I have disintegrating and dilapidated Latin prayerbooks, French antiphonals, a Polish Missal, broken Rosaries, crucifixes rescued from bins at Goodwill, a stack of "pew cards" for the new Holy Week changes, (when did that happen? that's right, before any of us were born.)
I will have a bonfire at some point, soon, I
will.
But there are other things that whoever is stuck with clearing out my house will have to find and sort and dispose of, (don't worry, I'll do my best to make certain it won't be the hired henchman of some atheist nephew.)
I am fascinated by the Holy Cards.
They are such a a part of my family and religious history.
I see cards reminding me to offer prayers for the soul of someone I never knew, never met, dead before I was born, who lived half a world away in some cases - I think that's beautiful.
The changing styles fascinate me as well - the mawkish Edwardian lithos of the Virgin Mary no worse nor better than the saccharine pastel-colored saints and angels from between "the" wars.
And both are a
damned blessed sight better than the garish '70s asymmetry of graphic artists in thrall to the concept of negative space, or the Kincaidesque landscapes with carefully worded "spiritual" messages, guaranteed not to offend adherents of any religion, or even of none at all.
I had brought some in to the last Sunday school class, curious if these children had encountered such things - I loved them when I was little, to be given something so grown-up, so jewel like, (the print shop at the Rosary Shrine was special,) that so connected me to history, (which, as far as I could imagine, stretched back months and months!)
One of them was an emblem of my very first memory - the dead body of an elderly man lying peacefully in a big box, in a charming little stone house attached to our church.
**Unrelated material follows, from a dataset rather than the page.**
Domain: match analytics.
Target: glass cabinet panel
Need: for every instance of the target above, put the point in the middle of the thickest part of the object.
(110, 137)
Ah, that must have been the wake of this priest.
Another was for an aunt I remember very well, but strangely couldn't remember dying -I realize now it was because my Mother was in the hospital at the time being delivered of a younger sibling of mine, of course that would have occupied all my attention.
I am well aware that the devotions, the sacramentals, the little, (even from time to time kitschy,) uniquely Catholic practices and items are no all that important in and of themselves - but properly understood, I believe we should think of them as "gateways" to the Sacraments and to an entire right conception of the Faith - to its breadth and its homeyness and corporeality and personalizability, ('zat a word?) to its diversity and mystery and, yes, fun, and perhaps most especially, to our praiseworhty individuality within our praiseworthy interconnectedness.
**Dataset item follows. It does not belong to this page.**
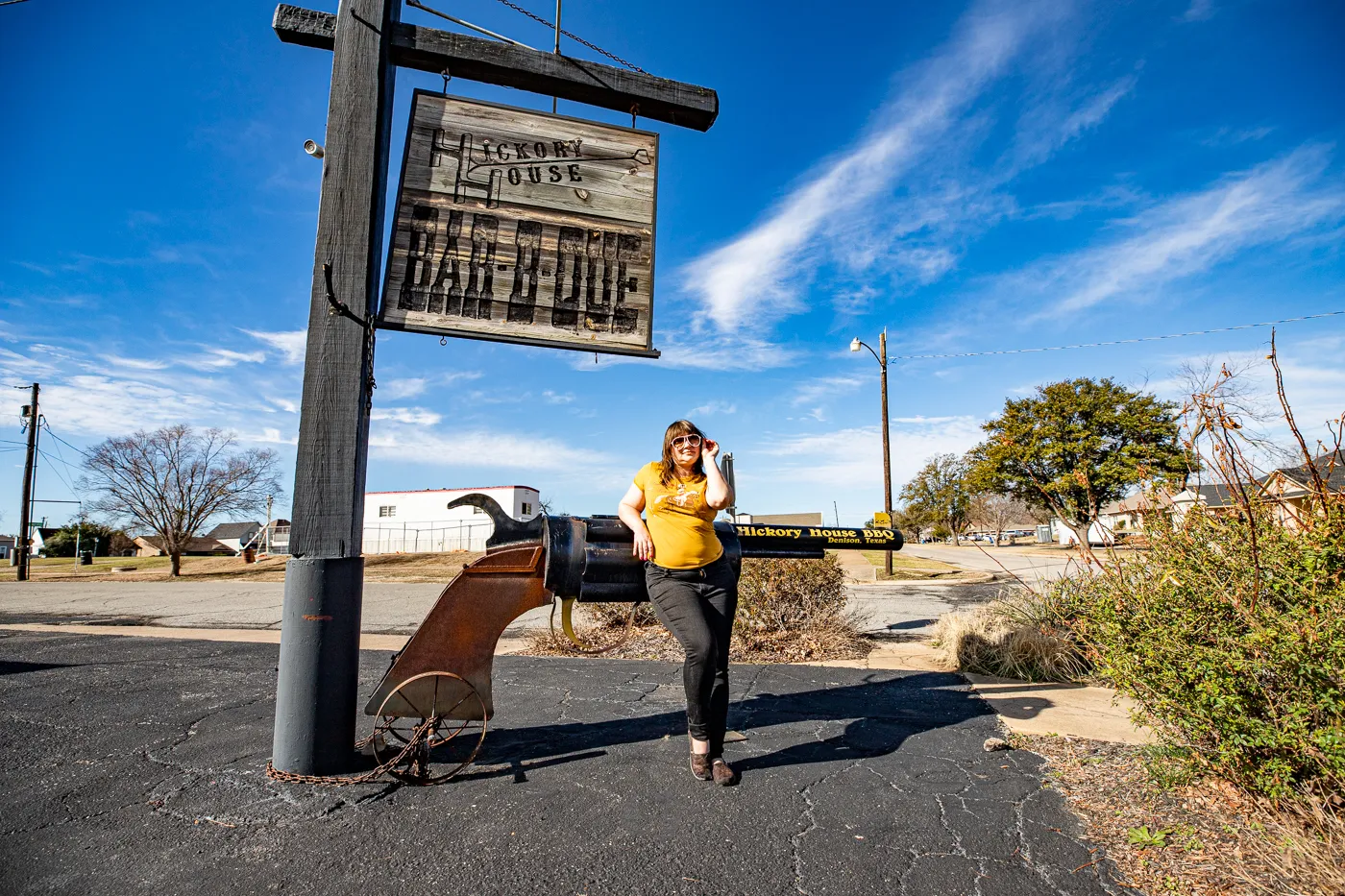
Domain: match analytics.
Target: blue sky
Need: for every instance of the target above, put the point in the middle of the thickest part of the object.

They are all part of the "Catholic identity" that so many fear our failure to transmit.
Well, some, perhaps most of the 10 year olds knew what they were, one actually owned some, and every single child was fascinated with the very idea. and
wanted to have them.
Some had a vague idea of to whom the
face on my most recent acquisition belonged.
So we made our own Holy Cards. I gave them a number of psalm verse and prayers as suggestions, and they chose one, unanimously.
O Lord God of hosts!
let Your face shine on us, that we may be saved!
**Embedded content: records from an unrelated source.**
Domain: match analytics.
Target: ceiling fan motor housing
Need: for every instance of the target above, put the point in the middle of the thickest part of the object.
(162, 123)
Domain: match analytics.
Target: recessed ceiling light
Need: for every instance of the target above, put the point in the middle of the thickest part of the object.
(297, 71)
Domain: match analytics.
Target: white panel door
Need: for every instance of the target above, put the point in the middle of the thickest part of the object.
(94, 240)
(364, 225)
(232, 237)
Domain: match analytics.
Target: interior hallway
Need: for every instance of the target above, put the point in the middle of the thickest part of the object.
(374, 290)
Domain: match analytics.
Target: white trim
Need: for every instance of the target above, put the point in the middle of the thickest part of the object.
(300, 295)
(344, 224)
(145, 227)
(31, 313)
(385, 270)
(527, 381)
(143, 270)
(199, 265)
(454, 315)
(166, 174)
(Oh, and this really threw me for a loop - if we had time and supplies for a second card, (after they each made one from themselves and we made 2 dozen for "the kids in juvie," as they like to say,)?
I love that "glory" prayer at the beginning of Mass, can we do that?.... and they all agreed.
Ohm and I believe I may have discovered the secret to engaging them -
lamination.
(
Dollar Tree, a true dollar store? five sets of the sheets, enough for ten or even 15 cards depending on size and shape. Bookmarks, maybe.)
Yes, laminating is an adventure.
I'm going to use that knowledge next year for enchanting the learning of a chant, and perhaps for memorizing the Works of Mercy, or an Act of Contrition, or the Latin and Greek names of the parts of the Ordinary.
One last thing, I loved this from the memorial card from an uncle who died when I was a young, from St Ephrem (a patron saint of mine.)
I call for the prayers of all those who have known me, of all those who have loved me.
(Isn't that better than, "do not weep for me, I'm in a better place and I'll see you at the other end of the rainbow? I know which one I would rather people read as they cart me off to the boneyard.)